MAC medical review is data-driven. Automated edits screen every claim, and targeted programs go deeper: Additional Documentation Requests pull records for prepayment or postpayment review, and Targeted Probe and Educate puts selected providers through up to three rounds of review with education between rounds. The MAC also decides redeterminations when you appeal a denial, so the quality of your documentation and your response timeliness shape outcomes at two stages. A practical habit: monitor claim status codes at least weekly, because ADRs sit in the system with response clocks running whether or not anyone at the agency has noticed them.

Frequently asked questions

Which MAC handles my home health claims?

One of the three HH+H MACs, Palmetto GBA, CGS Administrators, or National Government Services, based on the state where your agency operates. CMS publishes the current state assignments, and multi-state agencies may work with more than one MAC.

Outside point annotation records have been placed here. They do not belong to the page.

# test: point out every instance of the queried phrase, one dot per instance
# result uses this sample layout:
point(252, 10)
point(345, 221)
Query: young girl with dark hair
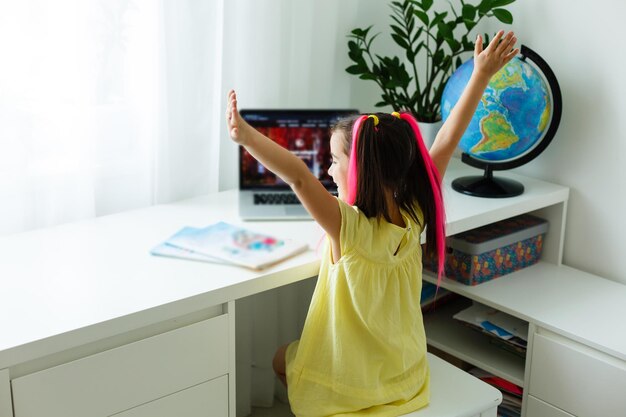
point(363, 347)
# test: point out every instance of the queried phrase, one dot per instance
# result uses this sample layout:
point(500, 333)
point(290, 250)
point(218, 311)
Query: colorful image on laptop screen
point(306, 133)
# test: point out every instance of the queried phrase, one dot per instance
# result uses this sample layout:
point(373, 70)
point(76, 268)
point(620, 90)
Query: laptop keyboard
point(273, 198)
point(282, 198)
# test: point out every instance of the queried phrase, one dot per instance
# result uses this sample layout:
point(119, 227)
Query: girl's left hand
point(497, 54)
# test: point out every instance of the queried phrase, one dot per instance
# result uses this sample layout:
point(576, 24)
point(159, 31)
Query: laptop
point(306, 133)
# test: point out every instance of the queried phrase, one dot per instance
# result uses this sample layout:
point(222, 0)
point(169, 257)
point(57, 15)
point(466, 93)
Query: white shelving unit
point(446, 334)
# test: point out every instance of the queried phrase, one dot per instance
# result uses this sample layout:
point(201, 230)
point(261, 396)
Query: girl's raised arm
point(322, 206)
point(486, 63)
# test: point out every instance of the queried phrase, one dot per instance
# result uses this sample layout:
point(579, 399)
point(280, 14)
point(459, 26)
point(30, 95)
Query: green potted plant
point(436, 39)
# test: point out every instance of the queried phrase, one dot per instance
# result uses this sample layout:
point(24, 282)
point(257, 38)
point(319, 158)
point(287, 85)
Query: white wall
point(581, 41)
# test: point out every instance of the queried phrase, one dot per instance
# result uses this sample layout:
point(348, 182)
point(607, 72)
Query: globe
point(515, 121)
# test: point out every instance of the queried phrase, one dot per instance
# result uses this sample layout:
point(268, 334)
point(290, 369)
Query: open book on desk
point(228, 244)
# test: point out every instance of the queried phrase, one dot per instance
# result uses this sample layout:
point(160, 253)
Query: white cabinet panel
point(209, 399)
point(537, 408)
point(576, 378)
point(127, 376)
point(6, 406)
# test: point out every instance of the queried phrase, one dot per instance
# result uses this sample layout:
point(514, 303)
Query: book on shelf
point(506, 331)
point(228, 244)
point(511, 405)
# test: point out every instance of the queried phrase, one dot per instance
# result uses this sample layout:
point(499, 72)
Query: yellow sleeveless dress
point(363, 349)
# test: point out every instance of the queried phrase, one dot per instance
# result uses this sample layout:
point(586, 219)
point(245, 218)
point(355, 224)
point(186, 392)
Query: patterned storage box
point(493, 250)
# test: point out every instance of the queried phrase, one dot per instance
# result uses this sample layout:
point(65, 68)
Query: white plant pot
point(429, 131)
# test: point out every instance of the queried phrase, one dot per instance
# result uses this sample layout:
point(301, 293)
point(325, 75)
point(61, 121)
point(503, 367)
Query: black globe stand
point(487, 185)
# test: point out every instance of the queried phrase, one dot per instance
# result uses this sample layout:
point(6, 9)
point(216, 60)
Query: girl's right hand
point(496, 55)
point(237, 127)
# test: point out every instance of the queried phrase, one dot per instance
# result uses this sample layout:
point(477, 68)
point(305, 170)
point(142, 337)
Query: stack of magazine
point(506, 331)
point(228, 244)
point(511, 405)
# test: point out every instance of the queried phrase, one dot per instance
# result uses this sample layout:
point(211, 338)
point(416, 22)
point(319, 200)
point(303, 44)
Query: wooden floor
point(278, 410)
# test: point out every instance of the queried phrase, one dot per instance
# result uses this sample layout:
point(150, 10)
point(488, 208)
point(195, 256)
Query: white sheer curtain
point(105, 106)
point(111, 105)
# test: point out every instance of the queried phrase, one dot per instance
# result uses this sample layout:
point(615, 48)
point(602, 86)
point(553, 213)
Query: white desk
point(77, 290)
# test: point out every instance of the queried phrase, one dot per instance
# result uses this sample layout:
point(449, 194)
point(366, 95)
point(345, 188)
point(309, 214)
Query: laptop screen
point(306, 133)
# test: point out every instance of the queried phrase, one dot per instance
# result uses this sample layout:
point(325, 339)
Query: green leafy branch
point(418, 29)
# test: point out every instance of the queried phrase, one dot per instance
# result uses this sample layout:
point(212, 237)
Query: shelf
point(452, 337)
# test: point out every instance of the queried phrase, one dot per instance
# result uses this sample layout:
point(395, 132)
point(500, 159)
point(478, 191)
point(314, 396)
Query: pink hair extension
point(352, 168)
point(435, 181)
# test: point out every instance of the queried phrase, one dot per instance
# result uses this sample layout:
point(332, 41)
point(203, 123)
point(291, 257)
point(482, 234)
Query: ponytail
point(352, 168)
point(435, 181)
point(427, 192)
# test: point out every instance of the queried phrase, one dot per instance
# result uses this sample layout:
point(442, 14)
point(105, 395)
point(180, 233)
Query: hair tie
point(373, 116)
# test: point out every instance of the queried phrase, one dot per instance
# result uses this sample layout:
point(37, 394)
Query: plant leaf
point(485, 6)
point(500, 3)
point(355, 69)
point(422, 16)
point(399, 31)
point(438, 18)
point(426, 4)
point(368, 76)
point(468, 12)
point(400, 41)
point(503, 15)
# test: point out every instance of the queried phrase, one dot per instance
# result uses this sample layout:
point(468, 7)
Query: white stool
point(455, 393)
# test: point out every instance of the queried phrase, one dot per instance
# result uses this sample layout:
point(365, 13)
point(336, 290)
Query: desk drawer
point(127, 376)
point(209, 399)
point(577, 378)
point(537, 408)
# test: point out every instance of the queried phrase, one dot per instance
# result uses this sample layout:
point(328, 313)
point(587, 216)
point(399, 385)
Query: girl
point(363, 348)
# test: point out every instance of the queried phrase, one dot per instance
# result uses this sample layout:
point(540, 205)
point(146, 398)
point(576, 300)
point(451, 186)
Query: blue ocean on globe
point(512, 116)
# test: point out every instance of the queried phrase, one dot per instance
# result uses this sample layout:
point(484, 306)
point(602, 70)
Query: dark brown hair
point(388, 158)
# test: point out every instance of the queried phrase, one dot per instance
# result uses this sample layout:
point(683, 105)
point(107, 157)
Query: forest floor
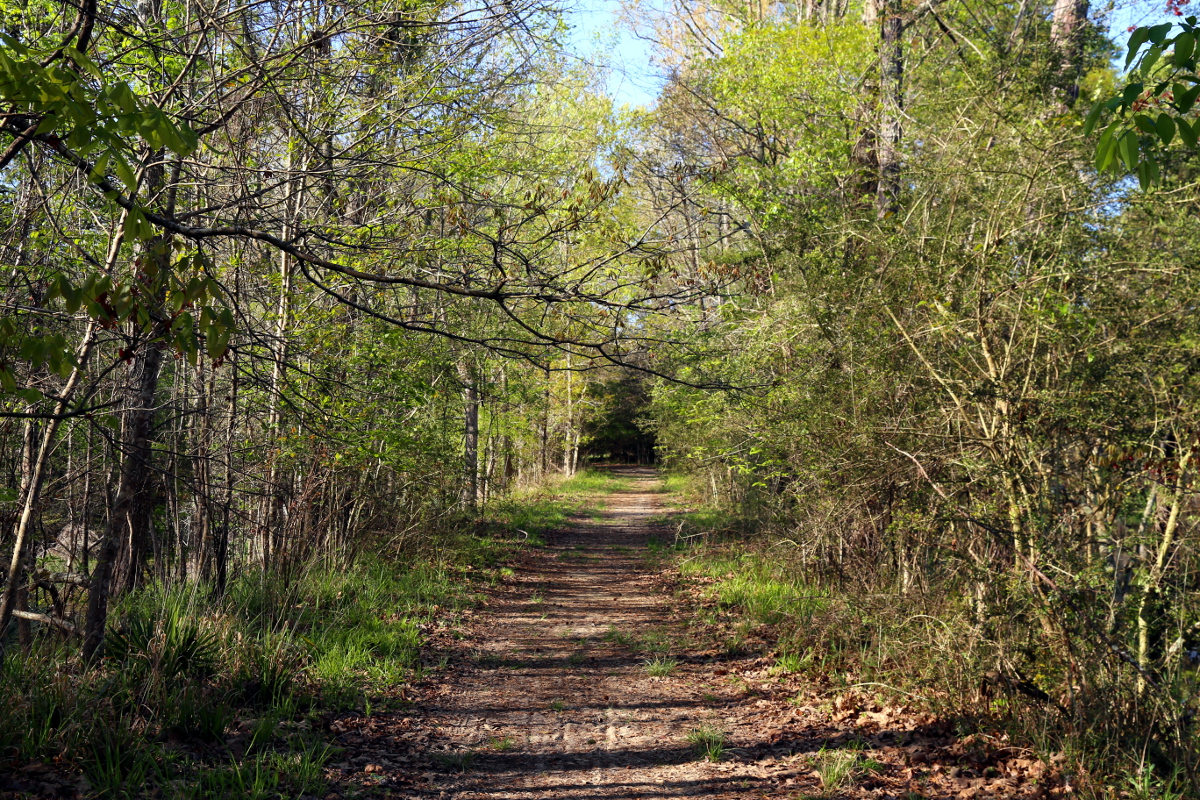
point(585, 677)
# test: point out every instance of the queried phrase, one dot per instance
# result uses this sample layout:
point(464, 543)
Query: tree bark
point(891, 108)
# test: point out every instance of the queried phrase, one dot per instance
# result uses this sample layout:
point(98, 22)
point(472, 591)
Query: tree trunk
point(1067, 35)
point(471, 435)
point(891, 108)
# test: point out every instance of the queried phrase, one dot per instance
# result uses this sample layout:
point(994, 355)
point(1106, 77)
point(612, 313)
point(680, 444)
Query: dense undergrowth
point(198, 697)
point(924, 648)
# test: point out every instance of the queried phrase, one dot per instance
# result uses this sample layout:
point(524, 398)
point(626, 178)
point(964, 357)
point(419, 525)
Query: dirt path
point(549, 696)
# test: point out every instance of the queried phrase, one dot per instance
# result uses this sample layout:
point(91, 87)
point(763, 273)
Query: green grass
point(660, 666)
point(838, 768)
point(258, 666)
point(708, 741)
point(532, 515)
point(759, 588)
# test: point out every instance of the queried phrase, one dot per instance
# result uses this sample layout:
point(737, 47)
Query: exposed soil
point(549, 696)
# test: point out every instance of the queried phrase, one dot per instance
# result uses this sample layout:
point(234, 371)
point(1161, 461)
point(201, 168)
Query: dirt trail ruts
point(549, 697)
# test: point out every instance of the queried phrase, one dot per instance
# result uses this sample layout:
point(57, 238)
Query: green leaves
point(1146, 121)
point(103, 119)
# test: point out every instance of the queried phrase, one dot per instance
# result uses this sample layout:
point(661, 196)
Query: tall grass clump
point(231, 677)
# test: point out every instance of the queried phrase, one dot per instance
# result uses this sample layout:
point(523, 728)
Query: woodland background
point(293, 292)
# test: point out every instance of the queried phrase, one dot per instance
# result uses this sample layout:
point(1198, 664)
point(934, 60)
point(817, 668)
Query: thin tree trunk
point(34, 485)
point(891, 108)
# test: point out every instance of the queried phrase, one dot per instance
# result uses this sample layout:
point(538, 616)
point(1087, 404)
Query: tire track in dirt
point(547, 698)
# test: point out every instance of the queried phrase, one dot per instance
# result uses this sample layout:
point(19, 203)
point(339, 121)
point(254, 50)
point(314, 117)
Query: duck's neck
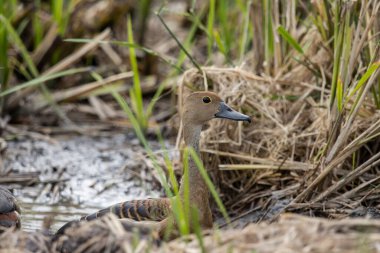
point(196, 183)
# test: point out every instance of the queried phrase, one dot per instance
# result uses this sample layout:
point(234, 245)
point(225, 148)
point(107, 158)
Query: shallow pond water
point(77, 175)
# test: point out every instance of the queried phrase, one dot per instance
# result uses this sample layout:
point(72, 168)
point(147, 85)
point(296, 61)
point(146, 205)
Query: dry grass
point(283, 151)
point(292, 233)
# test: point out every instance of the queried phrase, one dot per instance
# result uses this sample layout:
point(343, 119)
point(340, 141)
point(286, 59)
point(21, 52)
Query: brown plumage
point(9, 209)
point(138, 210)
point(156, 214)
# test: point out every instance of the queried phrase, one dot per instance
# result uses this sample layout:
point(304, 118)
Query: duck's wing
point(138, 210)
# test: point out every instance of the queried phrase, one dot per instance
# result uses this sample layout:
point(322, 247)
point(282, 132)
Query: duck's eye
point(206, 100)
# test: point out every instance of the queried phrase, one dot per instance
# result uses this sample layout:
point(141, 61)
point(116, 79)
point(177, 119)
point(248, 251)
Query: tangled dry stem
point(282, 154)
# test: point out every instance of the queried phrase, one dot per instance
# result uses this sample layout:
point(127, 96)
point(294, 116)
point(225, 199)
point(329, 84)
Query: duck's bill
point(227, 112)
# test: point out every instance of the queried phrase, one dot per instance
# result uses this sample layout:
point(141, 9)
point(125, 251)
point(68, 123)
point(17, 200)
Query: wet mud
point(69, 176)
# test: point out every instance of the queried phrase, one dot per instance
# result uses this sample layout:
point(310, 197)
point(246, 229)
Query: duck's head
point(200, 107)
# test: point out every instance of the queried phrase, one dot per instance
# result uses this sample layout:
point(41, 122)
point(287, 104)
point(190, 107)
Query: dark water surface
point(78, 175)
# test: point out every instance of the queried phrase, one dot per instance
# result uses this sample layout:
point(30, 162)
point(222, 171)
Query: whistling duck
point(9, 209)
point(199, 107)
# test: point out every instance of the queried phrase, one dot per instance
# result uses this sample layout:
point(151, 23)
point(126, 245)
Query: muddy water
point(77, 175)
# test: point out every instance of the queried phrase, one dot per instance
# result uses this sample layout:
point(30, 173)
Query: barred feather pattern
point(138, 210)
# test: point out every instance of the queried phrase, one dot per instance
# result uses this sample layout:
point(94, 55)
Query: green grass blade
point(339, 95)
point(42, 79)
point(371, 69)
point(289, 39)
point(18, 42)
point(210, 26)
point(135, 93)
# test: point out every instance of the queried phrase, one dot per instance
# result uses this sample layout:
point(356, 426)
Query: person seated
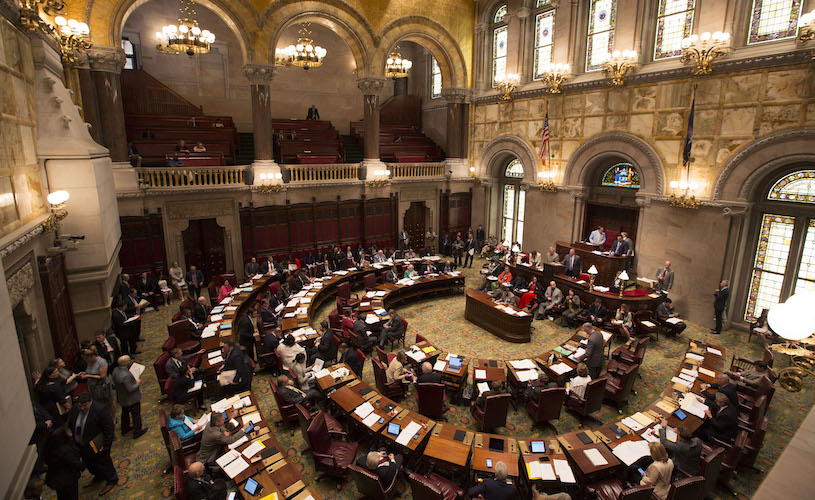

Is the MAC the same as CMS?

No. CMS is the federal agency that sets Medicare policy. MACs are private contractors that carry out administration: paying claims, reviewing records, and handling first-level appeals. MAC guidance interprets CMS policy but does not replace it.

Can a MAC deny claims without seeing documentation?

Yes, through automated edits for issues like missing NOAs, sequential billing errors, or eligibility conflicts. For medical necessity issues, the MAC requests records through an ADR before deciding. Both types of denial can be appealed through redetermination.